Now it turns out that things are happening in the Southern Ocean that could affect us all.
Laura Herraiz-Borreguero and Alberto C. Naveira Garabato write in Nature Climate Change that prevailing warming winds from the west toward the east, called the “westerlies,” over the Southern Ocean have been moving south toward East Antarctica, bringing warmer water with them, and warming up the parts of the Indian Ocean that lap the shores of the Antarctic, as well. That’s not good.
There’s more bad news. The authors find that deep water at middle depths (400 yards/ meters deep and more) swirling around parts of the East Antarctica coast has warmed by somewhere between almost 1 and a half degrees F. (0.8°C) to 3.6°F (2°C) along the continental slope between 1930–1990 and 2010–2018.
I mean, I knew that surface ocean temperatures have been rising. I remember as a kid going to the beach in Los Angeles and finding the water really cold even in the summer, which it is not any more. But I am gobsmacked that the ocean near Antarctica has warmed up that much at middle depths.
The authors kindly wrote up a more accessible report at The Conversation.
East Antarctica has been colder than West Antarctica, but now it is heating up, too, for these reasons. For the first time, in March, an East Antarctica ice shelf, the Conger, collapsed because of an unusual heat wave, writes Alejandra Borunda at National Geographic.
Glenzer Conger ice shelf collapses in East Antarctica | Climate Tracker | WION
The authors of the Nature Climate Change paper note that how much sea levels will rise depends crucially on how much ice melts in Antarctica, and these two developments– ever hotter Southern Ocean waters lapping at the shores and warm westerly winds blowing ever southward, are like aiming a hair dryer at your freezer to melt the ice when it gets overgrown in there.
Antarctica ice melt accounts for 15% of sea level rise.
The authors conclude that we had better limit the extra average heating of the earth’s surface to 2.7°F. (1.5°C) above mid-19th-century levels. Because if we make the earth hotter than that, Antarctic glaciers will start plopping into the ocean. Even just the Thwaites glacier in West Antarctica would raise sea levels by two feet all by itself. And there are lots of Antarctic glaciers that could plunge into the ocean if we heat things up too much. Bye-bye Miami, New York, New Orleans, etc.

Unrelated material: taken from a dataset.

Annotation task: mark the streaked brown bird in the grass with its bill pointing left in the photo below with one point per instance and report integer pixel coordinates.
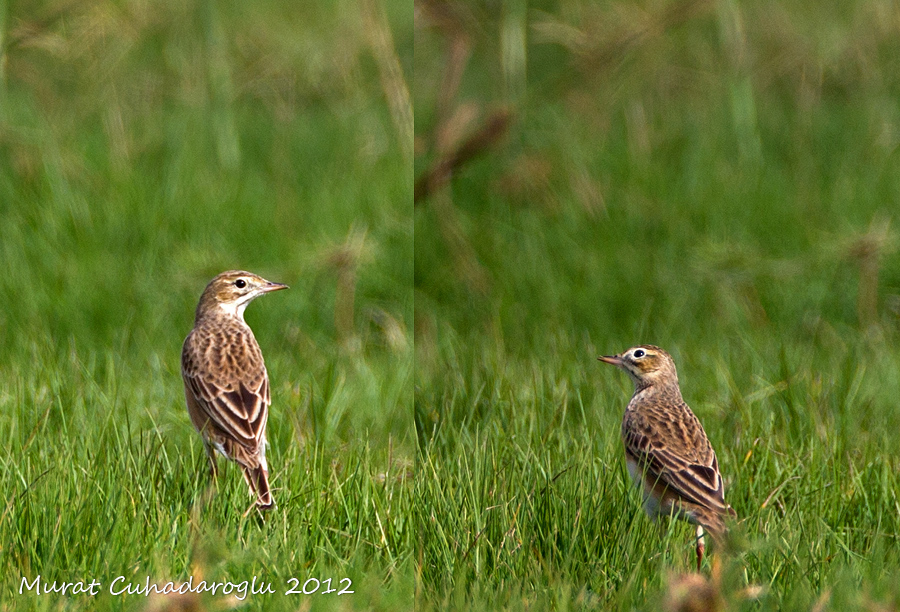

On the other hand, if we stop spewing carbon dioxide into the atmosphere by 2050, everything we’ve put up there will be absorbed by the oceans, and temperatures will almost immediately stop rising. That development might be enough to keep Antarctica’s ice shelves, which hold back the glaciers, intact.
This is one significance of the Inflation Reduction Act, for going ahead with which which Kamala Harris cast a tie-breaking vote on Saturday. It looks as though the Senate will approve it this week and the House will do so at the end of August. It has $369 billion for the green energy transition, and will act as a multiplier in turbocharging the energy transition away from carbon dioxide among state and local governments and in private industry, spurring new technology and efficiencies. It also taxes methane emissions, another heat-trapping gas. Maybe, just maybe, we can keep the Thwaites glacier behind its ice shelf and avoid coastal catastrophes for people who live in low-lying port cities around the world.